Associated Doctoral Students

Contacts

Supervisors:

Sören Lukassen (Charité Universitätsmedizin)

Roland Eils (Charité Universitätsmedizin)

Glioblastoma is the deadliest type of brain cancer. The goal of this project is to help clinicians treat Glioblastoma patients in a way that not only maximizes their survival time, but also improves their quality of life.

To treat Glioblastoma patients, a tri-modal therapy including surgery, Radiation Therapy (RT) and chemotherapy is prescribed. The effectiveness of the surgery and RT is heavily dependent on the analysis and quality of the obtained medical images. By improving Computer-Assisted Interventions (CAI) for image guided RT in brain tumor patients, we aim to improve the effectiveness of RT in Glioblastoma.

To enable CAI using Deep Learning (DL) methods, a large amount of labelled data is necessary. These labels can only be generated by medical experts and are not only time consuming and expensive to generate, but they can also be subjective or even erroneous. Using Self-Supervised Learning (SSL) methods, we use the intrinsic information of medical images as artificial labels to train large DL methods. This enables us to train on a large amount of data and mitigate and explore potential biases of the model. Based on the pre-trained SSL models, we will automate the time consuming and error prone tasks of Target Volume (TV) and the Organ At Risk (OAR) segmentation. Additionally, we will build an interpretable DL model to predict the settings of the RT and the absorbed radiation dose. This model will enable clinicians to experiment with a wide range of RT settings to better personalize the treatment for a given patient.

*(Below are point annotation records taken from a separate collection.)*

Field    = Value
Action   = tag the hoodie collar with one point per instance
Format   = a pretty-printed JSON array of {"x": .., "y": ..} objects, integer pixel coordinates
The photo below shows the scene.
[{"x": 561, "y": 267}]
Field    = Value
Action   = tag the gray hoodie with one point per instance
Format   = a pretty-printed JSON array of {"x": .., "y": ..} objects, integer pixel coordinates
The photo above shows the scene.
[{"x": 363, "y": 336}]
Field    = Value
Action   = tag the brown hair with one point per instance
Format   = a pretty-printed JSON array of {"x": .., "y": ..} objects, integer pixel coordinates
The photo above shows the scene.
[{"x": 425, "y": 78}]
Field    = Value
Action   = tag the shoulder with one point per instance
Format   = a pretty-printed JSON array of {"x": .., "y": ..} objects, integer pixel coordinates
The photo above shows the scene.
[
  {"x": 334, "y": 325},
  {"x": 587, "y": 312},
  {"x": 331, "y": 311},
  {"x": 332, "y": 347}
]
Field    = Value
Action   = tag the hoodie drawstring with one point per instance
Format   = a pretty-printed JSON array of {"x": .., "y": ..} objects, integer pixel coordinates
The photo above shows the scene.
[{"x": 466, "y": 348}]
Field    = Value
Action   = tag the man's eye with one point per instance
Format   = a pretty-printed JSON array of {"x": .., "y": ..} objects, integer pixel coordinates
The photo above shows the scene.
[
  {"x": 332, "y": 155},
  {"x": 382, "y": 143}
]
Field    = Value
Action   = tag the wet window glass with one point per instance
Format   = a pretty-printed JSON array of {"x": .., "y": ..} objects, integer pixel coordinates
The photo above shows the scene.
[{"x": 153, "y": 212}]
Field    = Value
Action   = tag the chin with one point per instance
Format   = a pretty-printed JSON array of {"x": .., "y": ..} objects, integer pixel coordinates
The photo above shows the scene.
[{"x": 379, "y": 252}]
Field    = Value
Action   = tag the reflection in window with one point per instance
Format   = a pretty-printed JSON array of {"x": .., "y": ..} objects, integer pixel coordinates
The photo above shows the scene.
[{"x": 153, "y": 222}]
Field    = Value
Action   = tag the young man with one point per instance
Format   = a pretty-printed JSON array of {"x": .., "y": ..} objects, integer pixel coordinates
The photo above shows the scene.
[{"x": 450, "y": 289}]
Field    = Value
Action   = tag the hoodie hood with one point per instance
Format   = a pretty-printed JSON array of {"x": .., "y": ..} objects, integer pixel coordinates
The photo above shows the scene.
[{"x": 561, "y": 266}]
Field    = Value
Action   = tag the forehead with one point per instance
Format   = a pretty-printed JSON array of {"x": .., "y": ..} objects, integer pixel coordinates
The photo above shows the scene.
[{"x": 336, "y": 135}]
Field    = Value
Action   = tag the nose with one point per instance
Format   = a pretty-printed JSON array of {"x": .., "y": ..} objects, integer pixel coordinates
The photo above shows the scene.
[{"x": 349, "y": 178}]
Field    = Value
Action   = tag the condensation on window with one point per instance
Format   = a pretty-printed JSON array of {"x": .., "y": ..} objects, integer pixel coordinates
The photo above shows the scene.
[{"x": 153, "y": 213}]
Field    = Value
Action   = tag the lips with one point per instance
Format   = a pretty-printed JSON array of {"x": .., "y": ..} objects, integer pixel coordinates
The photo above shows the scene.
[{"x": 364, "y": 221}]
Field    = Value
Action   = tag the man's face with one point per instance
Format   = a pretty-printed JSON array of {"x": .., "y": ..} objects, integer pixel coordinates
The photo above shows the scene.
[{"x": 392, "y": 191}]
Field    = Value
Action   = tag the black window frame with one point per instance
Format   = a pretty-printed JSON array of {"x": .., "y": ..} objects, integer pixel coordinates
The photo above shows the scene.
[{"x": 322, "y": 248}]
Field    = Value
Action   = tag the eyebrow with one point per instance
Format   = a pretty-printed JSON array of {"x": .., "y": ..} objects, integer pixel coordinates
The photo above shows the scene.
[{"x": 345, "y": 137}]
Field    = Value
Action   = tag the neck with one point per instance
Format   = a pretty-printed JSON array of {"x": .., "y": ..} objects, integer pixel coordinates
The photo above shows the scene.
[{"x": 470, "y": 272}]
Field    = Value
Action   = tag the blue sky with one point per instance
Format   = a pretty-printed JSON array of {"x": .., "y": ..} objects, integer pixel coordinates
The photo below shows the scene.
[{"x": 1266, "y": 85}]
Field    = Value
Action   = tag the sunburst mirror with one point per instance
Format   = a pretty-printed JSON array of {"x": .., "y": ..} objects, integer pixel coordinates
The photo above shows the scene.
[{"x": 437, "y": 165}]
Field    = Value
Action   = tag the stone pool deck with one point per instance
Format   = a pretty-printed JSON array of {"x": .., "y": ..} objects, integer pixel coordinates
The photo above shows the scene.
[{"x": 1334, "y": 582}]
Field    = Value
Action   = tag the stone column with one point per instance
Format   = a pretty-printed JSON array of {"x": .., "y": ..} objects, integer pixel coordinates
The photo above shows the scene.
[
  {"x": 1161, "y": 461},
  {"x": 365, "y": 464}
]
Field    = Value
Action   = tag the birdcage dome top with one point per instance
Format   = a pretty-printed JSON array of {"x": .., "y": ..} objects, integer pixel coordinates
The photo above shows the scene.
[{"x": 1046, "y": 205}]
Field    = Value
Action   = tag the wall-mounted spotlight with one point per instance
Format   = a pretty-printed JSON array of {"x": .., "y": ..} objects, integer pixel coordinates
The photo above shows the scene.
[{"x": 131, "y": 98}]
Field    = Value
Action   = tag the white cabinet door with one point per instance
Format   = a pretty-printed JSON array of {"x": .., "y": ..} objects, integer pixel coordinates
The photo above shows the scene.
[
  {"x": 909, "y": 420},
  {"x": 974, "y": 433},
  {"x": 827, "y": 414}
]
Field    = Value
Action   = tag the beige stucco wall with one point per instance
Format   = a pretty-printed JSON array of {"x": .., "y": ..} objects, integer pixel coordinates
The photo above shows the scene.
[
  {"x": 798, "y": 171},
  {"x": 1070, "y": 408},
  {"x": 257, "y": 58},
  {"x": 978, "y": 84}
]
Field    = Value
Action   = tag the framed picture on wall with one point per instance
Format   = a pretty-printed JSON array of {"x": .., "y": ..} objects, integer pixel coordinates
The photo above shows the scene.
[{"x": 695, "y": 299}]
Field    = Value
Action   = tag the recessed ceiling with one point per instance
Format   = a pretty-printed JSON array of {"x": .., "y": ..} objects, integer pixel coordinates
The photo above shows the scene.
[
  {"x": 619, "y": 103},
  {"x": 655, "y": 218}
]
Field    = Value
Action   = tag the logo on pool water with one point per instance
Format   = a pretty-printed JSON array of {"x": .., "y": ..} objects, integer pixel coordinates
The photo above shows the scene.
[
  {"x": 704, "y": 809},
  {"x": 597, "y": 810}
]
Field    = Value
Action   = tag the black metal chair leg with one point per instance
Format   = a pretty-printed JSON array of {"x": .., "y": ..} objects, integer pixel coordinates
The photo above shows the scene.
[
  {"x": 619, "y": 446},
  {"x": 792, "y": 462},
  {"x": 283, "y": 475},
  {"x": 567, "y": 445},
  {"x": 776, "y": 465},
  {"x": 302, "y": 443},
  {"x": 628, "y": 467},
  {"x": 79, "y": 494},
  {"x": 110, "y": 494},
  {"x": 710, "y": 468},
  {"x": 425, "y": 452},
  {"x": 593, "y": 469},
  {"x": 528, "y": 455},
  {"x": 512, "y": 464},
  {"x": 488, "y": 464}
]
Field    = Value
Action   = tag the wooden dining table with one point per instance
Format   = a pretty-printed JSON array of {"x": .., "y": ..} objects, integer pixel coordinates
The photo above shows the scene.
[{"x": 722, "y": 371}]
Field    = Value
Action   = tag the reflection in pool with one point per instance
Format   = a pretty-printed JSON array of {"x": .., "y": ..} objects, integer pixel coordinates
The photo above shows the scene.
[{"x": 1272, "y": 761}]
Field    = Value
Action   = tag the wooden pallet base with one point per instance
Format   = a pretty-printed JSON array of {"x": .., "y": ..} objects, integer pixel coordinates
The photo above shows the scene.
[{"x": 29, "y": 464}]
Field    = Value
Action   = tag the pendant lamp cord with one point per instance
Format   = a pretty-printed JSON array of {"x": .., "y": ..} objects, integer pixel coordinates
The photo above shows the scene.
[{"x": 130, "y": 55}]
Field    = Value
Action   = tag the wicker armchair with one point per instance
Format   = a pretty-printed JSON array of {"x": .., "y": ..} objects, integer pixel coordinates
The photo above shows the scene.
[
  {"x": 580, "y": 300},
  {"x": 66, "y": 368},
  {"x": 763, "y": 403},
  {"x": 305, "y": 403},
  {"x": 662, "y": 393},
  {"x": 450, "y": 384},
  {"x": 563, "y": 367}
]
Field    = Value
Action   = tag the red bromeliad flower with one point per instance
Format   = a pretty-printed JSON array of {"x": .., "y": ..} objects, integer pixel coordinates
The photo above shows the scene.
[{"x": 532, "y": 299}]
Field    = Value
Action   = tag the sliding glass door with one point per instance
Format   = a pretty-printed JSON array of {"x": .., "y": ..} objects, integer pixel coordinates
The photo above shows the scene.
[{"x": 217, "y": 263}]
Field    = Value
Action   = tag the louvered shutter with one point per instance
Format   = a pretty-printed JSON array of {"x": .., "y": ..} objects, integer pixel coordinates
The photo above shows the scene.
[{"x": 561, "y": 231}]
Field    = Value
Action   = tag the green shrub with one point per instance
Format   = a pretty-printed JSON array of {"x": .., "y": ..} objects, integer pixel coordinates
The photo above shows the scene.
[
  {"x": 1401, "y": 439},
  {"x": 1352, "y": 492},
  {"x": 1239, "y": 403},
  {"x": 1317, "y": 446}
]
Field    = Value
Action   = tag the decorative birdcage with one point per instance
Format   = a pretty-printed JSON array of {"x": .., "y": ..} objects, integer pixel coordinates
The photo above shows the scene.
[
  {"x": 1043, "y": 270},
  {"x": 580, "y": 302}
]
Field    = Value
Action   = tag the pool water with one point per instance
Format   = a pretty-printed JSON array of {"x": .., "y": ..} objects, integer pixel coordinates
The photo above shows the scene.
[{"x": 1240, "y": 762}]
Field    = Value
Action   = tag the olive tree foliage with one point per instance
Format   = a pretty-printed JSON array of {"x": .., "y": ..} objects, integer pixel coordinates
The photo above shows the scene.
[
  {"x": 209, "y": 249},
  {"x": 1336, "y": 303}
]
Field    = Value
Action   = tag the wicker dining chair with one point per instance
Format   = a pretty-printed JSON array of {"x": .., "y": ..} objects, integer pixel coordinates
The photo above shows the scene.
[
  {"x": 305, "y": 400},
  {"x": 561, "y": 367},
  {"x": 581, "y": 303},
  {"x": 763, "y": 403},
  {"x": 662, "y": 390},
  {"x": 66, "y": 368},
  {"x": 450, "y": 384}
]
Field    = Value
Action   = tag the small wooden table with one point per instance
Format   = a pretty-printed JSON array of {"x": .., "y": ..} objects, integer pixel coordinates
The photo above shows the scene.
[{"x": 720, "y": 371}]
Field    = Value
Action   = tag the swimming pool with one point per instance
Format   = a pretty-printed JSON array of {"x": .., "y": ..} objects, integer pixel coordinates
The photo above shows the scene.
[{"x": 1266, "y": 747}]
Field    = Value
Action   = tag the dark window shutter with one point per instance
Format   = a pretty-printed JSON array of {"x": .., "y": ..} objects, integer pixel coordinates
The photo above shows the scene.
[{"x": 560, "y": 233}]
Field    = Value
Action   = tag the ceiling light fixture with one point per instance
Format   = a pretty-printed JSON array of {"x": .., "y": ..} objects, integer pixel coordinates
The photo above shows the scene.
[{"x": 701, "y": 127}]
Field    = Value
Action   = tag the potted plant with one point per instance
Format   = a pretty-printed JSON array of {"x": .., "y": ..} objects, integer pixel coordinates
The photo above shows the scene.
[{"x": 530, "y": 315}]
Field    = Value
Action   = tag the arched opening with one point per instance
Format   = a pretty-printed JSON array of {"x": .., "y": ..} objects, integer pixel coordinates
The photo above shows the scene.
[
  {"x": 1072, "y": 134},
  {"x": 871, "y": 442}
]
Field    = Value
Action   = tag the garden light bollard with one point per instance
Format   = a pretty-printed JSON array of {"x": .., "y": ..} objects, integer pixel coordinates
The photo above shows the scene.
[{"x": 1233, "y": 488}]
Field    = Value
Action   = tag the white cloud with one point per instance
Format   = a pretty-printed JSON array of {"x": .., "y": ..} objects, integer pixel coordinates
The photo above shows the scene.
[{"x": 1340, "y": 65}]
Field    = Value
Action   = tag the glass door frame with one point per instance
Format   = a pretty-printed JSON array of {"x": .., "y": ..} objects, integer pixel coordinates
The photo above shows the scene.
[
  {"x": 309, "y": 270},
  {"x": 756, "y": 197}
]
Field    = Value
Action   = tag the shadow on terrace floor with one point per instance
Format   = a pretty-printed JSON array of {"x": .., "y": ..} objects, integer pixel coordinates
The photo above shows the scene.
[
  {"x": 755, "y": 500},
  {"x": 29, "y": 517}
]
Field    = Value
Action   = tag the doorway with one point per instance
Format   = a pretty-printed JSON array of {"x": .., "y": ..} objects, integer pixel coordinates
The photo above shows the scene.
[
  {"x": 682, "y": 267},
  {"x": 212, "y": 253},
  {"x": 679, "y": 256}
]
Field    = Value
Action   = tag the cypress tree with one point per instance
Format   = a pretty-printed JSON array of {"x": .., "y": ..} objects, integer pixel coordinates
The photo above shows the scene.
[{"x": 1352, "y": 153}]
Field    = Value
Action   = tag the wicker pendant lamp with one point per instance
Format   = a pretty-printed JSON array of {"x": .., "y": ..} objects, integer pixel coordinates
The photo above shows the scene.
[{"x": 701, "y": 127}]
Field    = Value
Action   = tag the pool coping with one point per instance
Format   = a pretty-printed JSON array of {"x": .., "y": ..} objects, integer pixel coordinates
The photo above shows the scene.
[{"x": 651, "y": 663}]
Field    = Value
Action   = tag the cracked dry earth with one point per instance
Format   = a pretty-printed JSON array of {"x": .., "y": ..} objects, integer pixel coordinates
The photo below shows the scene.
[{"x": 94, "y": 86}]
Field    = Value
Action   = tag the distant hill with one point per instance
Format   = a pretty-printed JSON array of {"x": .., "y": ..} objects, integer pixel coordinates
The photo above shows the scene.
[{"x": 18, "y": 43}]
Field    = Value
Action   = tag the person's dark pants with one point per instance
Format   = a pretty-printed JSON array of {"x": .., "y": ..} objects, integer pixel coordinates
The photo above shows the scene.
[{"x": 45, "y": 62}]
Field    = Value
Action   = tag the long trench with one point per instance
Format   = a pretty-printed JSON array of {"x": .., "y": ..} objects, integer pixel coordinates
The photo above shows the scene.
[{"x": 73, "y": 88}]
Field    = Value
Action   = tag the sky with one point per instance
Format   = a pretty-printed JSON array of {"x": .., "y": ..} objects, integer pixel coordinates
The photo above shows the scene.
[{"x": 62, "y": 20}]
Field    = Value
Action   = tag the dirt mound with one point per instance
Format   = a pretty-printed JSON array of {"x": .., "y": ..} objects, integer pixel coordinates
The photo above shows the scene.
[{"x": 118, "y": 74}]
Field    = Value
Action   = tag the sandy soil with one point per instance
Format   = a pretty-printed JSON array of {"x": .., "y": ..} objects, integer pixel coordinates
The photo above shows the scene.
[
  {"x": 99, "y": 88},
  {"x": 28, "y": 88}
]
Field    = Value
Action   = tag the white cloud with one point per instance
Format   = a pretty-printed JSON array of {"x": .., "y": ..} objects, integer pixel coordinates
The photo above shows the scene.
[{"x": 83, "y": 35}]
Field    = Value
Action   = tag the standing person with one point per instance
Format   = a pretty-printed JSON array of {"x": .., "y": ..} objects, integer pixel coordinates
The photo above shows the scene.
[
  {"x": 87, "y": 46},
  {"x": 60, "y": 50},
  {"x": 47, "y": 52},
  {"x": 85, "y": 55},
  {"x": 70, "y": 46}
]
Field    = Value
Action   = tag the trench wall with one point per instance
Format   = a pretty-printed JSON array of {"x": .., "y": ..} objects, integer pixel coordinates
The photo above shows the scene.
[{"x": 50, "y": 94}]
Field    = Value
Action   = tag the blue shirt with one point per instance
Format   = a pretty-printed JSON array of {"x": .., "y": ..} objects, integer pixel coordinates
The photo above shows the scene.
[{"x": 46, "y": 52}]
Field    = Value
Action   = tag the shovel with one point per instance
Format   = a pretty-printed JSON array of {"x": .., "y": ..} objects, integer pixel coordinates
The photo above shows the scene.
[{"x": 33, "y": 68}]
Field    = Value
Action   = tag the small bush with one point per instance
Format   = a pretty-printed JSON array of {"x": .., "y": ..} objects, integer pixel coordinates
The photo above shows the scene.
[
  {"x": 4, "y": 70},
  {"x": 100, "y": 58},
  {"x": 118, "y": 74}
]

Peer-reviewed Publications (journal or conference)

1. F.W. Ten, D. Yuan, N. Jabareen, Y.J. Phua, R. Eils, S. Lukassen, and C. Conrad (2023). resVAE ensemble: Unsupervised identification of gene sets in multi-modal single-cell sequencing data using deep ensembles. Frontiers in Cell and Developmental Biology, 11, 104.
   https://doi.org/10.3389/fcell.2023.1091047
2. N. Jabareen and S. Lukassen (2022). Segmenting Brain Tumors in Multi-modal MRI Scans Using a 3D SegNet Architecture. In: Crimi, A., Bakas, S. (eds) Brainlesion: Glioma, Multiple Sclerosis, Stroke and Traumatic Brain Injuries. BrainLes 2021. Lecture Notes in Computer Science, vol 12962. Springer, Cham. https://doi.org/10.1007/978-3-031-08999-2_32

Other (presentations at conferences or preprints)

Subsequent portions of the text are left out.